Myocardial hibernation is associated with structural myocardial changes, which involve both the cardiomyocytes and the cardiac interstitium.


We evaluated 15 patients with coronary disease with two-dimensional echocardiography and thallium-201 ((201)Tl) tomography before coronary bypass surgery. During surgery, transmural myocardial biopsies were performed guided by transesophageal echocardiography. Myocardial biopsies were stained immunohistochemically to investigate fibroblast phenotype and examine evidence of active remodeling in the heart.

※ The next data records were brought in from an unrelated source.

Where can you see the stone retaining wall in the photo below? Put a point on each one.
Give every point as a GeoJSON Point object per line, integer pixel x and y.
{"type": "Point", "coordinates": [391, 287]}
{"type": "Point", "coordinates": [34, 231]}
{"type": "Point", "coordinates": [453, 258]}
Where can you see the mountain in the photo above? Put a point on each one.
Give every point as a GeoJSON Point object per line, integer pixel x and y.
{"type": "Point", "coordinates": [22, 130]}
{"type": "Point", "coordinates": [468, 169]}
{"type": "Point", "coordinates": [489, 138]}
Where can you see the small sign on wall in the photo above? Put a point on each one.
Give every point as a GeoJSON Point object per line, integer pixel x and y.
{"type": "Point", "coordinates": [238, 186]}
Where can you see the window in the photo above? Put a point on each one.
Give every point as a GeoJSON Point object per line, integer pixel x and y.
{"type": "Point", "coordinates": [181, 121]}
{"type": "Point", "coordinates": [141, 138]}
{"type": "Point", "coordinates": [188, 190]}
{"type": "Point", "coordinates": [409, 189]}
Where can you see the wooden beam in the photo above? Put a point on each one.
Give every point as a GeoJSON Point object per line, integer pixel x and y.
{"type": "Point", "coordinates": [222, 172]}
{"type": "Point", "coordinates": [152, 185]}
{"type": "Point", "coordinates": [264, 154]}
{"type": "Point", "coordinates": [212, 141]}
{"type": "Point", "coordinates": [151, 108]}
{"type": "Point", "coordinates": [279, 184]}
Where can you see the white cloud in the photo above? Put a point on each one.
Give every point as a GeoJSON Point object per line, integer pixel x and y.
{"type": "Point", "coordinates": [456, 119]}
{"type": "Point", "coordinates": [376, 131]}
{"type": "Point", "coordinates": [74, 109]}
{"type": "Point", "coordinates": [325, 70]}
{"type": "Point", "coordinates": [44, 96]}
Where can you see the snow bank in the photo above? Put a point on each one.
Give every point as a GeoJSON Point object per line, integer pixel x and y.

Among the 29 biopsied segments included in the study, 24 showed evidence of systolic dysfunction. The majority of dysfunctional segments (86.4%) were viable ((201)Tl uptake > or = 60%). After revascularization, 12 dysfunctional segments recovered function as assessed with an echocardiogram three months after bypass surgery. Interstitial fibroblasts expressing the embryonal isoform of smooth muscle myosin heavy chain (SMemb) were noted in dysfunctional segments, predominantly located in border areas adjacent to viable myocardial tissue. Segments with recovery had higher SMemb expression (0.46 +/- 0.16% [n = 12] vs. 0.10 +/- 0.02% [n = 12]; p < 0.05) and a higher ratio of alpha-smooth muscle actin to collagen (0.14 +/- 0.026 [n = 12] vs. 0.07 +/- 0.01 [n = 12]; p < 0.05) compared with segments without recovery, indicating fibroblast activation and higher cellularity of the fibrotic areas. In addition, interstitial deposition of the matricellular protein tenascin, a marker of active remodeling, was higher in hibernating segments than in segments with persistent dysfunction (p < 0.05), suggesting an active continuous fibrotic process. Multiple logistic regression demonstrated a significant independent association between SMemb expression and functional recovery (p < 0.01).


Fibroblast activation and expression of SMemb and tenascin provide evidence of continuous remodeling in the cardiac interstitium of the hibernating myocardium, an important predictor of recovery of function after revascularization.